In June 2011 he was called into the Wales 45-man training squad for the 2011 Rugby World Cup following the suspension of Mike Phillips. He made his full international debut versus Argentina on 20 August 2011 as a second-half replacement.

Williams was selected in the final squad for the World Cup, and scored two tries in the pool stages, as Wales ultimately finished fourth in the tournament.

For the 2012 Six Nations, Williams maintained his place in the Welsh team, coming off the bench as Wales secured a Grand Slam against France on 17 March 2012.

The following season, Williams won a second Six Nations title with Wales, appearing as a substitute in all five of their matches in the 2013 Six Nations.

Williams was selected for the Welsh squad for the 2015 Rugby World Cup. He represented Wales in all five tests, including the win against England where Williams was forced to play on the wing, putting in a kick that won the game for Wales.

After nearly four years out of the Wales squad, Williams was recalled in 2020 for the Autumn Nations Series. On 28 November 2020, Williams made his first start for Wales in more than four years, his last coming against Japan in 2016.

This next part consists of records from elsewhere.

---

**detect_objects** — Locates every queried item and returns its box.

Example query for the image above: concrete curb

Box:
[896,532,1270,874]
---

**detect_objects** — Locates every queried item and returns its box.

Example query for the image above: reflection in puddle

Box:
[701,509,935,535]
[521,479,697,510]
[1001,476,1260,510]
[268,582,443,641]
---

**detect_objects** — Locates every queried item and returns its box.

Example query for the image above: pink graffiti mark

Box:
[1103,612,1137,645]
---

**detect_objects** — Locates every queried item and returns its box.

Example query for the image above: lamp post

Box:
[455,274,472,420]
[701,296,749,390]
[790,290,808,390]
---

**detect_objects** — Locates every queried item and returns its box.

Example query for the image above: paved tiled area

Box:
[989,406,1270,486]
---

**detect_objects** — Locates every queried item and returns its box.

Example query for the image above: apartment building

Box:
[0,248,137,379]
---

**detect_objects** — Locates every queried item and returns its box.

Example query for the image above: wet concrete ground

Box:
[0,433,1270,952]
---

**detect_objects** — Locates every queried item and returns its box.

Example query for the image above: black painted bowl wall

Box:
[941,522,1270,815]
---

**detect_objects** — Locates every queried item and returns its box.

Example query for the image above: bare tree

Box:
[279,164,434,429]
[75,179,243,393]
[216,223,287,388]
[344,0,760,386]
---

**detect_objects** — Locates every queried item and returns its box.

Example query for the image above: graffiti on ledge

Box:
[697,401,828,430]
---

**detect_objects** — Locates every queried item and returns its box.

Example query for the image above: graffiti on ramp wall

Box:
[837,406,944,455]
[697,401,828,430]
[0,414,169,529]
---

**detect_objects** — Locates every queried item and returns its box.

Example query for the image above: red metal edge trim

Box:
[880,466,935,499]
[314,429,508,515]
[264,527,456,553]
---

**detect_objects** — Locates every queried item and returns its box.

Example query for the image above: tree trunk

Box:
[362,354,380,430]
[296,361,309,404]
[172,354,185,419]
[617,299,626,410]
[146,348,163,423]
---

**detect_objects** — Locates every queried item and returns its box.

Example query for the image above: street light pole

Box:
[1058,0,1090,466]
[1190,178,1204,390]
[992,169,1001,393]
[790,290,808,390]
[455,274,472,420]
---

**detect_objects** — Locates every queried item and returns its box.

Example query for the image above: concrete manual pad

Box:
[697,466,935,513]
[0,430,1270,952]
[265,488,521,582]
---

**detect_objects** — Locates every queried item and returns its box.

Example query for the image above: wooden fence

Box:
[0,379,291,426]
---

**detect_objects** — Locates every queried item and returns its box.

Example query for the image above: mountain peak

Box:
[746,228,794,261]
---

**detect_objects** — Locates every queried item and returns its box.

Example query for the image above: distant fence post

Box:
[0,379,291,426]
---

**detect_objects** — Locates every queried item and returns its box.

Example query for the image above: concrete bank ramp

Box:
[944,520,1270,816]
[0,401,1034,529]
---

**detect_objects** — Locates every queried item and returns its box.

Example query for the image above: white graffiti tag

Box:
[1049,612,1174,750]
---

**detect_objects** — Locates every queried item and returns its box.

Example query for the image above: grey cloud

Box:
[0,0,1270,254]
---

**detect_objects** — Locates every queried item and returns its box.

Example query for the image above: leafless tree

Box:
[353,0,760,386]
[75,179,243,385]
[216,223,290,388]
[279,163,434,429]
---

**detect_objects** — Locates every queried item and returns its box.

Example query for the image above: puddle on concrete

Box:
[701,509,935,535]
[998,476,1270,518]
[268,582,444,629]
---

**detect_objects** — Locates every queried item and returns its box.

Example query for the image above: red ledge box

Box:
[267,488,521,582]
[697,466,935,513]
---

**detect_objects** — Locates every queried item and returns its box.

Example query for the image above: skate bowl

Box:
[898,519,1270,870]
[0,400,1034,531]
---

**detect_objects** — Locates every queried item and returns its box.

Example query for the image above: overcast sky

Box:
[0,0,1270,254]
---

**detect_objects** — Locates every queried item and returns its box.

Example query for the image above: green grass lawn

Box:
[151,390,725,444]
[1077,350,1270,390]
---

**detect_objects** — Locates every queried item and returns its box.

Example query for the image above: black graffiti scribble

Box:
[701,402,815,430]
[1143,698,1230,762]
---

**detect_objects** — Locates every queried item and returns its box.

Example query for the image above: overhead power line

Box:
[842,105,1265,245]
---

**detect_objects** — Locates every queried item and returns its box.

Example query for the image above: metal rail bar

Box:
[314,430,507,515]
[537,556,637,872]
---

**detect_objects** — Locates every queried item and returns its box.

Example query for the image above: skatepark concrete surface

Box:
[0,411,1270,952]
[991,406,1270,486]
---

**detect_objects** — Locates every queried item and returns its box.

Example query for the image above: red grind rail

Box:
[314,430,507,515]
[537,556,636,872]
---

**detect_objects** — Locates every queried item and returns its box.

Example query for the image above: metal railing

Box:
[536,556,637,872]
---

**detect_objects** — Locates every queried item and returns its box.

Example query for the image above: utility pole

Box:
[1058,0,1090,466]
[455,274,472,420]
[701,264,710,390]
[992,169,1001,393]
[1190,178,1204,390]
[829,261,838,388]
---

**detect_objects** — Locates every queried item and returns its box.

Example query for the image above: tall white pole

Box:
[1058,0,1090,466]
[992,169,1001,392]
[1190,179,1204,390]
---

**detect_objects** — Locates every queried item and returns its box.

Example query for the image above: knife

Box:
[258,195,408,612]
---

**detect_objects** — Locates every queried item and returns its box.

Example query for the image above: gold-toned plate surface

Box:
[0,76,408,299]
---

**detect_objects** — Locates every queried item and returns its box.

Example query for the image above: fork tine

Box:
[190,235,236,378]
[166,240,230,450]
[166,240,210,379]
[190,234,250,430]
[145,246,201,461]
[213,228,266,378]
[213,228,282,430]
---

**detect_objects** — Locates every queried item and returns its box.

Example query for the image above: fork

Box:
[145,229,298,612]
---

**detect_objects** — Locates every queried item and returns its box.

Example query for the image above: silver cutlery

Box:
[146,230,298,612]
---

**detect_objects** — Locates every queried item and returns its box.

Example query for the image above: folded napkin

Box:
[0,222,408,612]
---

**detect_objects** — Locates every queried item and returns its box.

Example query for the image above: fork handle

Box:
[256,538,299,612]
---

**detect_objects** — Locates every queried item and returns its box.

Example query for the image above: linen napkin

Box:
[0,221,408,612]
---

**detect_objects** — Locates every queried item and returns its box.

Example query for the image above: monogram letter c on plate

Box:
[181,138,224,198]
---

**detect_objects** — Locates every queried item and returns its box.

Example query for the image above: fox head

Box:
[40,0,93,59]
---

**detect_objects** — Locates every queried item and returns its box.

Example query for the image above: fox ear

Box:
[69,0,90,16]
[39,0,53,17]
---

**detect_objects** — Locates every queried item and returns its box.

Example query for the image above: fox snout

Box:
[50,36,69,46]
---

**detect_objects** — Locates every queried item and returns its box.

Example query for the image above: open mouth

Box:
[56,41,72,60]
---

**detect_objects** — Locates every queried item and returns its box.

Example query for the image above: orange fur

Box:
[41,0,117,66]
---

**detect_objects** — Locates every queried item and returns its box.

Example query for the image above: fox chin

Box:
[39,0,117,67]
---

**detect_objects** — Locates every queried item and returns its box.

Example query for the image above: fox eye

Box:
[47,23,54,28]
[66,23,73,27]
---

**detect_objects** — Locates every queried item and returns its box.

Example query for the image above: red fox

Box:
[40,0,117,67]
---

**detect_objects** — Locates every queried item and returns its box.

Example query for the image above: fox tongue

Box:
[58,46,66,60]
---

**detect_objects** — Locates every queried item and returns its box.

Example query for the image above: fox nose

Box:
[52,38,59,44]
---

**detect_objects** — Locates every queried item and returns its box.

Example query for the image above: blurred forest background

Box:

Williams won a third Six Nations title with Wales in 2021, appearing off the bench in the win over Italy.

Williams has also represented Wales Sevens on numerous occasions, most recently in 2018.

=== International tries ===

| Try | Opponent | Location | Venue | Competition | Date | Result |
|---|---|---|---|---|---|---|
| 1 | Namibia | New Plymouth, New Zealand | Yarrow Stadium | 2011 Rugby World Cup | 26 September 2011 | Win |
| 2 | Fiji | Hamilton, New Zealand | Waikato Stadium | 2011 Rugby World Cup | 2 October 2011 | Win |

== Personal life ==
Lloyd Williams' father is former Wales international scrum-half Brynmor Williams. His younger brother Tom Williams is also a professional rugby union player.